A great deal is going on in both of America’s wars. The Islamic State in June took Afghanistan’s Tora Bora from the Taliban, which nonetheless holds more territory than at any other time since the 2001 U.S. invasion.

In Syria the locus of fighting has shifted deep into the desert as Russia and Iran–sponsors of Syrian President Bashar Assad–confront the U.S.-led coalition in a war zone of extraordinary complexity. In June, U.S. warplanes struck militias and drones operated by Iran, which seeks a land bridge from Tehran to Damascus. Russia says it’s hanging up the hotline and will target any coalition aircraft west of the Euphrates.

After five months in office, Trump has still not articulated a strategy for the conflicts. That’s a greater cause for concern than how he chooses to delegate to a military for which he remains ultimately responsible, says Peter Feaver, a Duke University political scientist who served on the National Security Council of President George W. Bush. Trump has left it to Defense Secretary James Mattis to decide whether to add up to 5,000 troops to the 8,800 already in Afghanistan. “They haven’t figured out what their strategy is going to be, so there’s a cart-before-the-horse aspect,” says Feaver.

President Obama personally culled the kill list for drone strikes and monitored troop levels down to the single digits. Trump’s relative distance could be evidence of executive function, distraction–there’s that special counsel investigation–or lack of interest. “Delegation can work when he knows what he’s delegating,” says former Obama NSC official Loren DeJonge Schulman. “Trump hasn’t told us much, except he trusts the military. He hasn’t quite finished the sentence: To do what?”

It would help if there were experts in place. For all the attention to White House staffing, strategies actually flow from interagency consultations. But 1,100 senior positions remain vacant across the Executive Branch, and the State Department is operating with a skeleton staff.

Meanwhile, in the absence of declared intent, events open themselves to interpretation. Civilian deaths from U.S. airstrikes have spiked in Syria and Iraq. Does the responsibility rest with Trump, who on the campaign trail vowed to “bomb the sh-t out of ISIS”? Or should critics look to “Mad Dog” Mattis, whose 2004 assault on Fallujah was marred by the civilian death count?

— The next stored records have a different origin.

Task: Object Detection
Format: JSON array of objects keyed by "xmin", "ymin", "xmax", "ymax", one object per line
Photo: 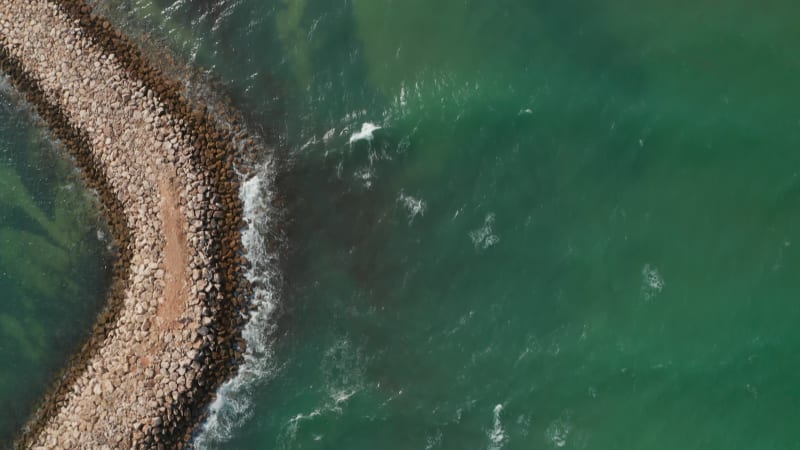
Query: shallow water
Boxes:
[
  {"xmin": 0, "ymin": 89, "xmax": 113, "ymax": 444},
  {"xmin": 7, "ymin": 0, "xmax": 800, "ymax": 448}
]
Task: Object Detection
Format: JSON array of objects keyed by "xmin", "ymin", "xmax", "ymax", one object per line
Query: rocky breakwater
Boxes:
[{"xmin": 0, "ymin": 0, "xmax": 253, "ymax": 448}]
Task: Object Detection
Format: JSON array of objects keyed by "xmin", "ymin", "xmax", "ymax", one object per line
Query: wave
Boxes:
[
  {"xmin": 348, "ymin": 122, "xmax": 382, "ymax": 144},
  {"xmin": 194, "ymin": 157, "xmax": 282, "ymax": 448},
  {"xmin": 488, "ymin": 403, "xmax": 507, "ymax": 450}
]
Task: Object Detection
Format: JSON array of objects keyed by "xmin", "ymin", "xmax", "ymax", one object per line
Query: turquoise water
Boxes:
[
  {"xmin": 0, "ymin": 89, "xmax": 113, "ymax": 443},
  {"xmin": 8, "ymin": 0, "xmax": 800, "ymax": 448}
]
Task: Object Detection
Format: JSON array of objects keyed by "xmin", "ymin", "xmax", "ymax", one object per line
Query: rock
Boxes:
[{"xmin": 0, "ymin": 1, "xmax": 254, "ymax": 446}]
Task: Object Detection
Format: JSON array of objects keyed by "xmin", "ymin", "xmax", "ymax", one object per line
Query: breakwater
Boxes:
[{"xmin": 0, "ymin": 0, "xmax": 256, "ymax": 447}]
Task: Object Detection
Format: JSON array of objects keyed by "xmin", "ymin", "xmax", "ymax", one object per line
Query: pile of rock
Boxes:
[{"xmin": 0, "ymin": 0, "xmax": 255, "ymax": 447}]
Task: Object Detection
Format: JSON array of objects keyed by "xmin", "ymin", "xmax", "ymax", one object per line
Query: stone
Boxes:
[{"xmin": 0, "ymin": 1, "xmax": 253, "ymax": 446}]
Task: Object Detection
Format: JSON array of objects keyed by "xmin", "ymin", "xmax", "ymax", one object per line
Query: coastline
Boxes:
[{"xmin": 0, "ymin": 0, "xmax": 257, "ymax": 447}]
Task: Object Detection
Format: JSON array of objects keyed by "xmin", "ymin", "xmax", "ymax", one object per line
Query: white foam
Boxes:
[
  {"xmin": 545, "ymin": 418, "xmax": 571, "ymax": 448},
  {"xmin": 280, "ymin": 409, "xmax": 324, "ymax": 446},
  {"xmin": 425, "ymin": 430, "xmax": 443, "ymax": 449},
  {"xmin": 354, "ymin": 166, "xmax": 376, "ymax": 189},
  {"xmin": 300, "ymin": 135, "xmax": 317, "ymax": 150},
  {"xmin": 469, "ymin": 213, "xmax": 500, "ymax": 251},
  {"xmin": 348, "ymin": 122, "xmax": 381, "ymax": 144},
  {"xmin": 398, "ymin": 191, "xmax": 426, "ymax": 224},
  {"xmin": 322, "ymin": 127, "xmax": 337, "ymax": 143},
  {"xmin": 194, "ymin": 158, "xmax": 282, "ymax": 448},
  {"xmin": 275, "ymin": 338, "xmax": 364, "ymax": 447},
  {"xmin": 488, "ymin": 403, "xmax": 507, "ymax": 450},
  {"xmin": 642, "ymin": 263, "xmax": 665, "ymax": 300},
  {"xmin": 399, "ymin": 85, "xmax": 408, "ymax": 108}
]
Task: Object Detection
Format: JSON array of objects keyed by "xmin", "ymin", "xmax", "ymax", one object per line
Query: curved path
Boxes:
[{"xmin": 0, "ymin": 0, "xmax": 250, "ymax": 447}]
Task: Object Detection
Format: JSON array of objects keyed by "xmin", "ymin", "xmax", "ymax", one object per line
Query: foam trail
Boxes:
[
  {"xmin": 488, "ymin": 404, "xmax": 507, "ymax": 450},
  {"xmin": 194, "ymin": 157, "xmax": 282, "ymax": 448}
]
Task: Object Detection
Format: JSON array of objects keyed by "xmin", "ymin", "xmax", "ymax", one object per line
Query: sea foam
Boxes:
[
  {"xmin": 641, "ymin": 263, "xmax": 665, "ymax": 300},
  {"xmin": 470, "ymin": 213, "xmax": 500, "ymax": 251},
  {"xmin": 488, "ymin": 403, "xmax": 508, "ymax": 450},
  {"xmin": 194, "ymin": 158, "xmax": 282, "ymax": 448},
  {"xmin": 348, "ymin": 122, "xmax": 381, "ymax": 144},
  {"xmin": 398, "ymin": 191, "xmax": 426, "ymax": 224}
]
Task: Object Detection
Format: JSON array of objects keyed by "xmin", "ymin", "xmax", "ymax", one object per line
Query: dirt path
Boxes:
[{"xmin": 158, "ymin": 179, "xmax": 189, "ymax": 328}]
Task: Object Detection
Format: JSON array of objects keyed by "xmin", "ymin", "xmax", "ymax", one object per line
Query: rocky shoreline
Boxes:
[{"xmin": 0, "ymin": 0, "xmax": 256, "ymax": 447}]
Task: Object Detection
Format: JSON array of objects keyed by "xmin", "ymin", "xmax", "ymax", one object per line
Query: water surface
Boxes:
[
  {"xmin": 10, "ymin": 0, "xmax": 800, "ymax": 448},
  {"xmin": 0, "ymin": 89, "xmax": 113, "ymax": 444}
]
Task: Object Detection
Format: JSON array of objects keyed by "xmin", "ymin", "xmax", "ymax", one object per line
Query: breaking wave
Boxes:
[{"xmin": 194, "ymin": 157, "xmax": 283, "ymax": 448}]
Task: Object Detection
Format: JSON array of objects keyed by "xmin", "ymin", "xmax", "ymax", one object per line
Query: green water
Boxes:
[
  {"xmin": 0, "ymin": 89, "xmax": 112, "ymax": 444},
  {"xmin": 9, "ymin": 0, "xmax": 800, "ymax": 448}
]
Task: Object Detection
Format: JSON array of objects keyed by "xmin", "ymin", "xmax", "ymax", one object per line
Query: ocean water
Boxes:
[
  {"xmin": 6, "ymin": 0, "xmax": 800, "ymax": 448},
  {"xmin": 0, "ymin": 87, "xmax": 113, "ymax": 443}
]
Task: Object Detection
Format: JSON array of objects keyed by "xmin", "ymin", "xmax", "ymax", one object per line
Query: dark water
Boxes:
[
  {"xmin": 0, "ymin": 87, "xmax": 113, "ymax": 443},
  {"xmin": 8, "ymin": 0, "xmax": 800, "ymax": 448}
]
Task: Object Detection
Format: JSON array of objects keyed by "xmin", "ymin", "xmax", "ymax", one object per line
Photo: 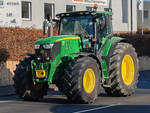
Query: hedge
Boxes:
[
  {"xmin": 0, "ymin": 27, "xmax": 150, "ymax": 61},
  {"xmin": 0, "ymin": 27, "xmax": 57, "ymax": 61}
]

The world is a complex place, not least because of some 800 U.S. bases dotted around it. It’s impossible for one person to keep track of it all. (The U.S. Africa Command alone has almost 100 special operations going on on any given day.) But someone does have to make sense of it. In April the Air Force dropped its first-ever MOAB, an 11-ton munition, onto an ISIS tunnel complex. The commanders who ordered it intended it to be a purely tactical strike. Yet it was widely viewed as strategic–a message to North Korea, which Trump had been railing against when he learned the “mother of all bombs” had been dropped.

“I don’t know if this sends a message,” Trump said afterward. “It doesn’t make any difference if it does or not.”